Substrates used in printed circuit boards are generally comprised of polymeric coatings over a base material. The substrates may be rigid or flexible. Typical base materials used in the industry may be metallic or non-metallic such as steel or fiberglass mesh respectively. In the case of flexible circuits, base materials are generally very thin and the coating applied thereon is also very thin so as to allow for flexibility of the printed circuit substrate. Other substrates are also known in the art.
Typical coatings over the base materials for these printed circuits include phenolic resins, phenolic-rubber resin, ABS and various epoxy resins. It has been found, especially with the use of epoxy resins, that in certain instances, especially with flexible circuit boards having epoxy coatings for the substrate, a problem exists which may be termed solder sticking.
During the manufacture of a printed circuit assembly on a printed circuit substrate, solder is generally caused to be flowed over the substrate surface after the formation of the circuit pattern thereon. This solder can be flowed over the surface during the final stages of printed circuit manufacture, such as in the roll-tinning or hot-gas solder leveling processes or can be applied during assembly of the printed circuit board with its associated electronic components in the wave soldering, solder dipping or drag soldering operations. All of the above soldering techniques are well known in the art. Ordinarily, the solder sticks only to the metallic circuit pattern applied to the substrate. However, occasionally solder is found to stick on the substrate in areas between the circuit pattern. If the solder sticking is extensive or occurs between closely spaced circuit lines, a short or leakage path may occur in the circuit. This problem especially manifests itself in the newer circuit board technology wherein spacing between lines is often kept at a minimum.
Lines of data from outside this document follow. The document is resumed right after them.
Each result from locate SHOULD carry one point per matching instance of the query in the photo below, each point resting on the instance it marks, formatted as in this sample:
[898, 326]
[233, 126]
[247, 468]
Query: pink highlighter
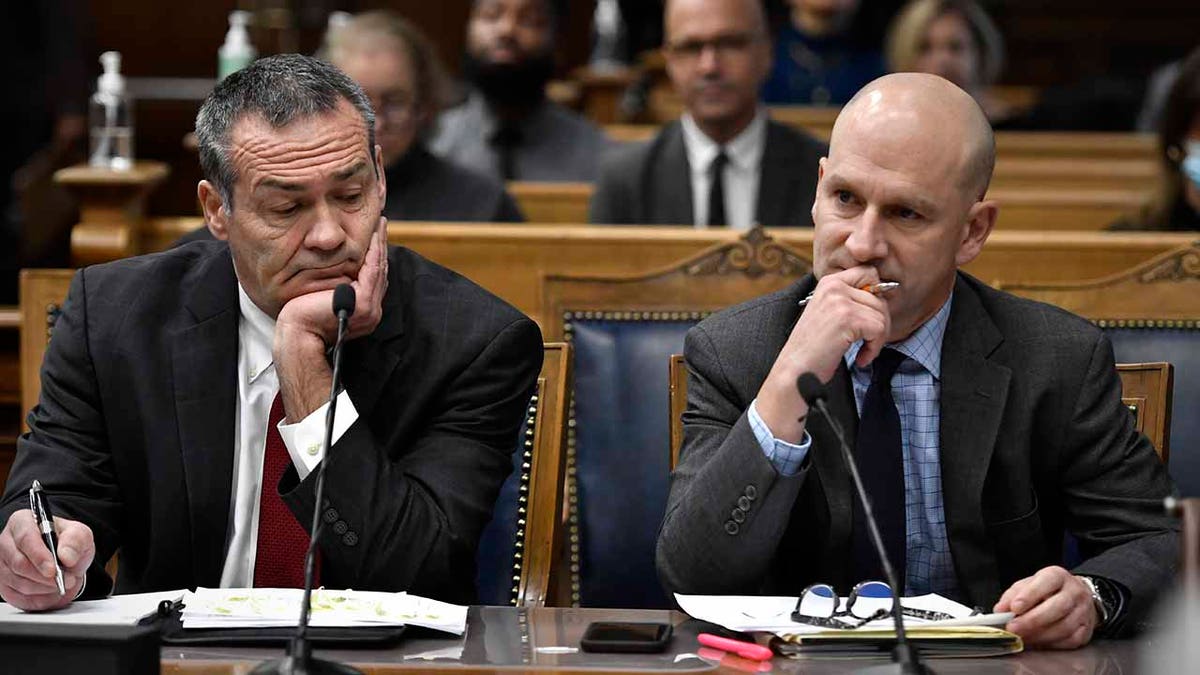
[745, 650]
There have been various efforts to control solder sticking involving many approaches including modifying the solder or soldering parameters, fluxes and the like. We have discovered that a technique which is generally employed and related to improving adhesion, can unexpectedly be used to prevent adhesion or sticking of solder. The technique referred to is that of roughening the surface onto which the material is to be coated. Generally, the literature teaches that adhesion of a coating on a surface is improved by roughening of the surface. This would normally lead one away from the use of such a technique for the prevention of adhesion or sticking of a material to a surface.